The PIA–KLIA route is one of the busiest air corridors in Malaysia, having flown 2.2 million passengers in 2019. Additionally, the PIA–Changi corridor is the third busiest among Malaysia's ASEAN routes, with about 800,000 passengers flown in the first nine months of 2023.

While it processes the second largest cargo tonnage after KLIA, in terms of export value, PIA's is the highest of all Malaysian airports, with RM365 billion worth of exports passing through PIA in 2023 alone.

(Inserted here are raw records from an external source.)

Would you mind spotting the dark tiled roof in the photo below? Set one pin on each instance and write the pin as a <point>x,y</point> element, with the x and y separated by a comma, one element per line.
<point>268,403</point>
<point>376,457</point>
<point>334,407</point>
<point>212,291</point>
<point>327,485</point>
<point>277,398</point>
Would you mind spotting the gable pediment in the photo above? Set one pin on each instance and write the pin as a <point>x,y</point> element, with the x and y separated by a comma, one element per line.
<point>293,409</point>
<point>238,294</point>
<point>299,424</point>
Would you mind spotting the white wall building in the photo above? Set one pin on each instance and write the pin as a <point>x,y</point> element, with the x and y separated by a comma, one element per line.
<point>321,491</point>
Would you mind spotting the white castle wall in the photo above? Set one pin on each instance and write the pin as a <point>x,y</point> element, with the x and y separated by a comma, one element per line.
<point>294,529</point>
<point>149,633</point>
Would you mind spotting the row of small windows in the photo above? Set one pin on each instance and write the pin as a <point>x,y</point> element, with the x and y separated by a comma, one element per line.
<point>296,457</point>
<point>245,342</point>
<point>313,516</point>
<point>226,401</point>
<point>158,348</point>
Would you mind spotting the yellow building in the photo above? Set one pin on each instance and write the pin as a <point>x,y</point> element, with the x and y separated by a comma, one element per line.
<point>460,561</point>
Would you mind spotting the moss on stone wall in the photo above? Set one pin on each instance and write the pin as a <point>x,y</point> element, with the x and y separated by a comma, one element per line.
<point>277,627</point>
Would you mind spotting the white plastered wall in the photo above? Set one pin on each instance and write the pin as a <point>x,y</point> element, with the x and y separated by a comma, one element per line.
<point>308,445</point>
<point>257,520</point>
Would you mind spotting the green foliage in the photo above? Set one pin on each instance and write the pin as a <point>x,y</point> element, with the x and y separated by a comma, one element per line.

Operational statistics (2014–2024)
| Year | Passengers handled | Passenger % change | Cargo (tonnes) | Cargo % change | Aircraft movements | Aircraft % change |
| 2014 | 6,041,583 | Steady | 141,213 | Steady | 63,396 | Steady |
| 2015 | 6,258,756 | +3.6 | 130,392 | −7.7 | 64,527 | +1.8 |
| 2016 | 6,684,026 | +6.8 | 130,491 | +0.1 | 64,428 | −0.2 |
| 2017 | 7,232,097 | +8.2 | 134,187 | +2.8 | 69,157 | +7.3 |
| 2018 | 7,790,423 | +7.7 | 145,649 | +8.5 | 73,462 | +6.2 |
| 2019 | 8,331,291 | +6.9 | 139,646 | −4.1 | 78,400 | +6.7 |
| 2020 | 1,826,121 | −78.1 | 137,685 | −1.4 | 28,497 | −63.7 |
| 2021 | 542,681 | −70.3 | 153,782 | +11.7 | 15,978 | −43.9 |
| 2022 | 4,275,791 | +687.9 | 162,048 | +5.4 | 46,257 | +189.5 |
| 2023 | 6,789,712 | +58.6 | 119,919 | −26.0 | 59,578 | +28.8 |
| 2024 | 7,658,978 | +12.8 | 103,423 | −13.8 | 64,507 | +8.3 |
Source: Malaysia Airports Holdings Berhad, Ministry of Transport, Civil Aviation Authority of Malaysia

Top 10 nationalities of international arrivals
| Nationality | Total |  | % change |
| 2024 | 2023 |
| Indonesia | 369,088 | 345,786 | 6.74% |
| Singapore | 177,882 | 186,253 | -4.55% |
| China | 120,245 | 37,771 | 218.86% |
| Taiwan | 42,035 | 35,223 | 19.34% |
| Thailand | 30,589 | 21,652 | 41.28% |
| USA | 21,652 | 20,601 | 3.99% |
| United Kingdom | 19,707 | 15,500 | 27.14% |
| Australia | 17,699 | 16,986 | 4.20% |
| Japan | 15,243 | 13,285 | 14.74% |
| Vietnam | 12,443 | 11,615 | - |
| Total | 956,940 | 662,107 | 69.19% |
| Source: Tourism Malaysia |  |  |  |

==Ground transportation==
Rapid Penang has provided four bus routes to and from Penang International Airport, connecting the airport with various parts of George Town.

== Incidents ==
- 28 March 1981: The hijacked Garuda Indonesian Airways Flight 206 refueled at Penang International Airport, during which the hijackers removed one of the passengers from the aircraft. The plane subsequently proceeded to Don Mueang International Airport in Bangkok, where a standoff ensued with Thai authorities before the eventual storming by Indonesian special forces.
- 9 November 1985: Drug traffickers Kevin J. Barlow and Brian G. S. Chambers were arrested at the airport while attempting to smuggle heroin into Australia. Both were later sentenced to death.